January 14, 2008 |  4:07 pm

John J. Mearsheimer and Stephen M. Walt wrote for us recently, and the impassioned replies are still dropping like the gentle rain from heaven. Mitchell Bard says the special relationship is all about shared values here, and Reps. Artur Davis (D-Alabama) and Eric Cantor (R-Virginia) discuss their own true friendship here. Dig our Primary Source and this extra snippet for the ed board's own conversations with the controversial authors. And here are two more replies.

Grant F. Smith, director of research at an organization called IRmep, says look to the perils of trade:

Trade is a great example of the "benefits" of Israel to the US. But Texas exports prove nothing.

In the late 80's, US-Israel trade was roughly in balance.  In 1984 the US and Israel signed a "free trade agreement" and between 1989 and 2006 the US cumulative trade ballooned to almost a $50 billion deficit with Israel.

The FBI investigated AIPAC in 1984 because it had acquired confidential International Trade Organization documents on the US negotiating position.  Presumably, AIPAC then used that information against the United States.

This unfavorable trade relationship is more symbolic of the huge cost of this relationship to the US and how the lobby does business than Texas exports.

But from San Francisco, Stephen A. Silver says remember the vicious calumny:

Editor:

Thank you for publishing Mitchell Bard's opinion piece "Israel's ties that bind" (Jan. 10), noting that it is shared values, not lobbies and conspiracies, that are at the heart of American support for Israel.
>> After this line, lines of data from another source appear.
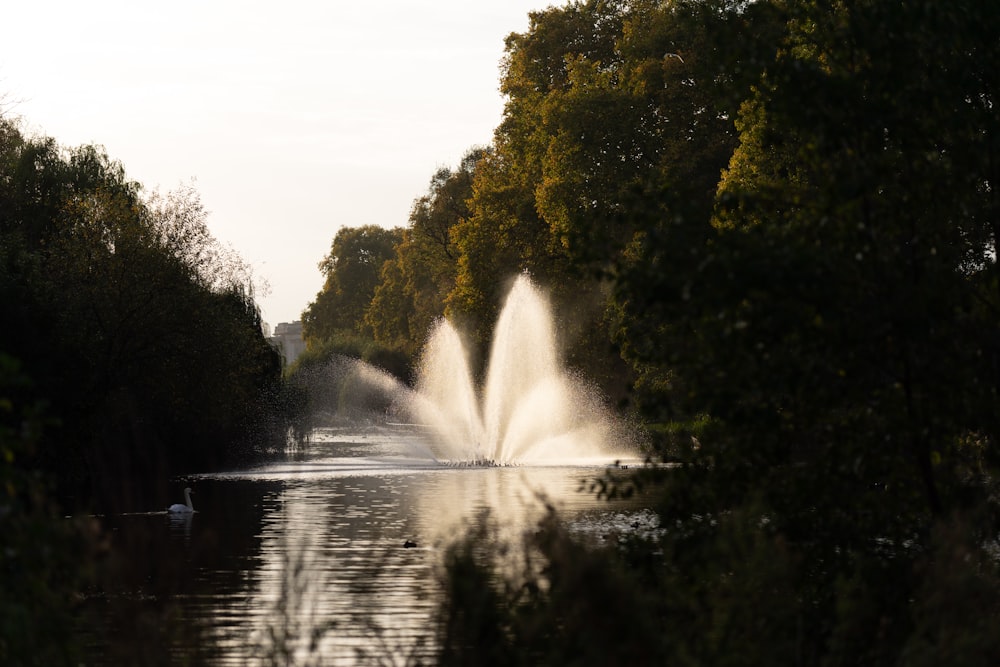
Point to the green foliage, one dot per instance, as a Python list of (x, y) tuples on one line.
[(137, 327), (353, 270), (43, 559), (796, 206)]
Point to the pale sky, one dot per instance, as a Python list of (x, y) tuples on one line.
[(292, 119)]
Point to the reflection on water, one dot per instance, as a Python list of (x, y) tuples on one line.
[(304, 560)]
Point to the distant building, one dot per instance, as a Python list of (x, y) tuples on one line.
[(288, 340)]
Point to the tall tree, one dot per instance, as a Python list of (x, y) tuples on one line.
[(352, 269)]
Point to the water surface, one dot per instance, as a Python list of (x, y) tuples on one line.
[(306, 559)]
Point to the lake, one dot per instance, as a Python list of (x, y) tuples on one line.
[(302, 561)]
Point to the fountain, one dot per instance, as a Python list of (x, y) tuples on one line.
[(530, 408)]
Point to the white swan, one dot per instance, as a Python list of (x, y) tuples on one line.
[(179, 508)]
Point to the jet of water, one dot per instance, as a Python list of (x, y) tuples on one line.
[(530, 409)]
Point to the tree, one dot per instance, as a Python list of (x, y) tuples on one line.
[(352, 269)]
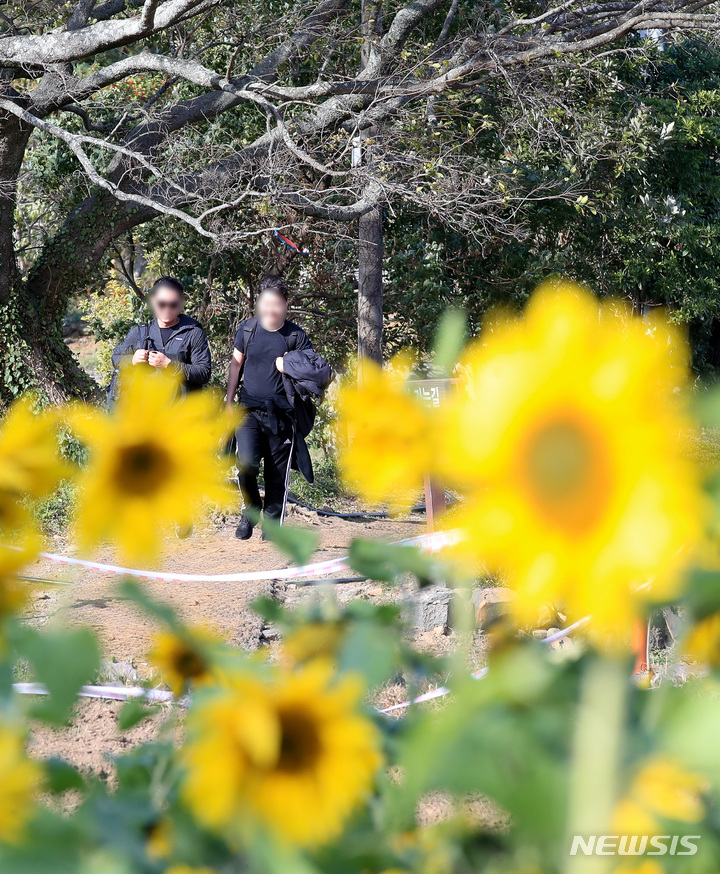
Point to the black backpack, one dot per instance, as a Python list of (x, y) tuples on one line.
[(305, 405)]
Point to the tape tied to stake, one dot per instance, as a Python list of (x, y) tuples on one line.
[(429, 542)]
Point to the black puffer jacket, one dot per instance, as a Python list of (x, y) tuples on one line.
[(187, 347)]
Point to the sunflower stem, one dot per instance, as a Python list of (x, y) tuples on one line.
[(596, 759)]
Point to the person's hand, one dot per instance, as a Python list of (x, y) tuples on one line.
[(158, 359)]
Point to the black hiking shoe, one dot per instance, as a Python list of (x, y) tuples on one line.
[(244, 529)]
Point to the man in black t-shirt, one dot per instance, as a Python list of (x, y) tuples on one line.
[(266, 434)]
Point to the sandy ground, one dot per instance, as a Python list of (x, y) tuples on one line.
[(92, 739)]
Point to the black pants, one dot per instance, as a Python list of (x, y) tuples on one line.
[(257, 443)]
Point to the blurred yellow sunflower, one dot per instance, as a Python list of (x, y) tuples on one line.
[(566, 444), (188, 869), (660, 788), (183, 659), (647, 866), (153, 463), (29, 460), (383, 435), (19, 779), (294, 755)]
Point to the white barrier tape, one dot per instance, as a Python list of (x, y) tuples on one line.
[(115, 693), (441, 691), (428, 542), (124, 693)]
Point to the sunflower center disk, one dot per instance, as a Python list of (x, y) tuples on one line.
[(299, 742), (565, 470), (142, 468)]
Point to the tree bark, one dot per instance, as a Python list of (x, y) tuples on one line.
[(370, 288), (370, 231)]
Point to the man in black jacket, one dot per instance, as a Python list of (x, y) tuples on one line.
[(171, 339), (280, 371)]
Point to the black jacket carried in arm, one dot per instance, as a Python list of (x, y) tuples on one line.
[(306, 377), (187, 347)]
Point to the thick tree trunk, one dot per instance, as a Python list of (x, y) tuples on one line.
[(37, 358), (370, 289)]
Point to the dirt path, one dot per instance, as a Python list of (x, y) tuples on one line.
[(92, 738), (125, 632)]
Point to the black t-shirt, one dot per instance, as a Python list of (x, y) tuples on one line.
[(261, 379)]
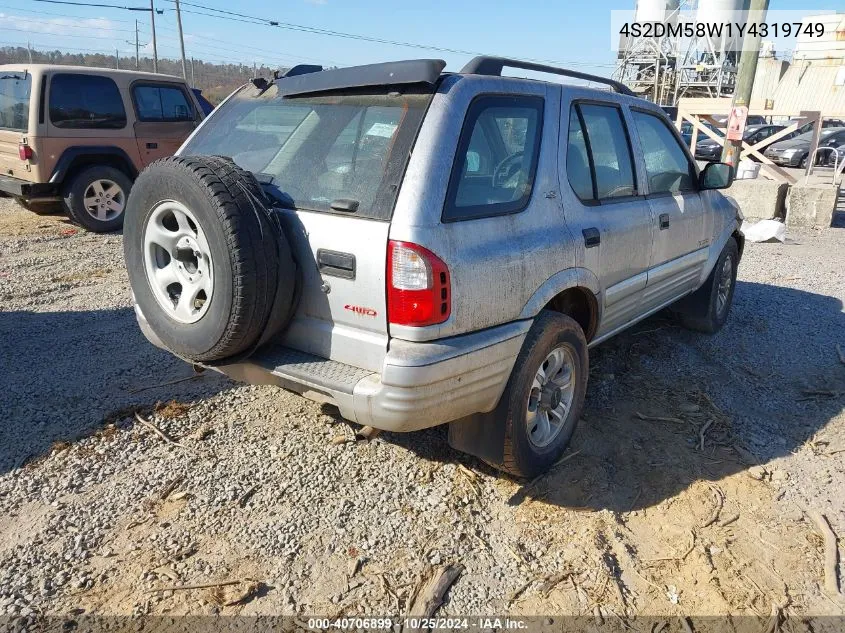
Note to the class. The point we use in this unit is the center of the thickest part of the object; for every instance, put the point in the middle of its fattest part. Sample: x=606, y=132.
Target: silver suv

However, Bard missed the opportunity to rebut John Mearsheimer and Stephen Walt's vicious calumny in their Jan. 6 Op-Ed that Israel is to blame for its "control" of Gaza and the West Bank ("Israel's false friends," Op-Ed, Jan. 6).
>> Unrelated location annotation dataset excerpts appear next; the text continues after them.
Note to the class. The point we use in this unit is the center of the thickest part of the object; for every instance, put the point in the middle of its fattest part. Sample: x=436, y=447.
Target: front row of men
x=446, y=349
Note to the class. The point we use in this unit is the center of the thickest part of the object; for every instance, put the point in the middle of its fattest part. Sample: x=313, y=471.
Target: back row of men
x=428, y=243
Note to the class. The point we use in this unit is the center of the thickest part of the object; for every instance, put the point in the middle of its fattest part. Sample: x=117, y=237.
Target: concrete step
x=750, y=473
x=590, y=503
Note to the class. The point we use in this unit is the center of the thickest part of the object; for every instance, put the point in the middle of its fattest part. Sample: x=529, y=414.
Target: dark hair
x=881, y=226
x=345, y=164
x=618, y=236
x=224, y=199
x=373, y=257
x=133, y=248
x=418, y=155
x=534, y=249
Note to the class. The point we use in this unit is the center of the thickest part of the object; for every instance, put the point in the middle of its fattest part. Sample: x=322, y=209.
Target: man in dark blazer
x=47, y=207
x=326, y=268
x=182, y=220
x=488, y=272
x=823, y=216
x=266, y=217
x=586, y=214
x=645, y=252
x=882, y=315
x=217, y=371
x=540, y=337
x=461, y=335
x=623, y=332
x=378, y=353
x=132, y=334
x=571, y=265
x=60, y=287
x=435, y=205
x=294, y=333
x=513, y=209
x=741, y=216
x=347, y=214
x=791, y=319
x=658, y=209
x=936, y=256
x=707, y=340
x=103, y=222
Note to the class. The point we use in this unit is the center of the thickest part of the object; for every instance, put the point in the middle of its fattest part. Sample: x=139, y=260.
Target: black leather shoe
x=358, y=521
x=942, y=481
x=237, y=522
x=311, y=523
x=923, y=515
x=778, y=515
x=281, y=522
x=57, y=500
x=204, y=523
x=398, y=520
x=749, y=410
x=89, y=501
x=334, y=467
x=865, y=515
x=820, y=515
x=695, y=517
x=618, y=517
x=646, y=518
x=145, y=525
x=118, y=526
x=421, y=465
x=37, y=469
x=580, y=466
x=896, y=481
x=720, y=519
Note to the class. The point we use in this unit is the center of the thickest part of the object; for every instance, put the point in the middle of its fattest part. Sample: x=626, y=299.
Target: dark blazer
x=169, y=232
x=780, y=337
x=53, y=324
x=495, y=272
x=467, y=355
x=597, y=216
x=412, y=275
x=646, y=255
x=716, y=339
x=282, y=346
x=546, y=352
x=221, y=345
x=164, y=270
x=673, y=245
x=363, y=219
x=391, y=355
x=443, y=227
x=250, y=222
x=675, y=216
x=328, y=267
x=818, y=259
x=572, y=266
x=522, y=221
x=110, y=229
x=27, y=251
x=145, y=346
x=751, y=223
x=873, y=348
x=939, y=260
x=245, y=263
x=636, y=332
Israel came into possession of the West Bank and Gaza in 1967 as a result of a war of self-defense after being besieged and blockaded by its Arab neighbors. During the monthlong siege that triggered the war, Egyptian President Gamal Abdel Nasser publicly stated: "our basic objective will be to destroy Israel." Nine days after winning the Six-Day War, Israel offered to exchange captured territories for peace, but the Arabs rejected the offer.

In 2000, Israel offered the Palestinians a state born in peace encompassing all of Gaza and virtually all of the West Bank. Mearsheimer and Walt laud the proposal, but fail to mention that it was the Palestinians who rejected it and instead launched a war of terror consisting of blowing up Israeli children in schools, buses, discos and pizzerias.

They also fail to mention that in 2005, Israel withdrew from Gaza. Gaza is now controlled not by Israel, but by Hamas. During the past year alone, Palestinian terrorists in Gaza launched more than 2,000 missiles at Israeli cities.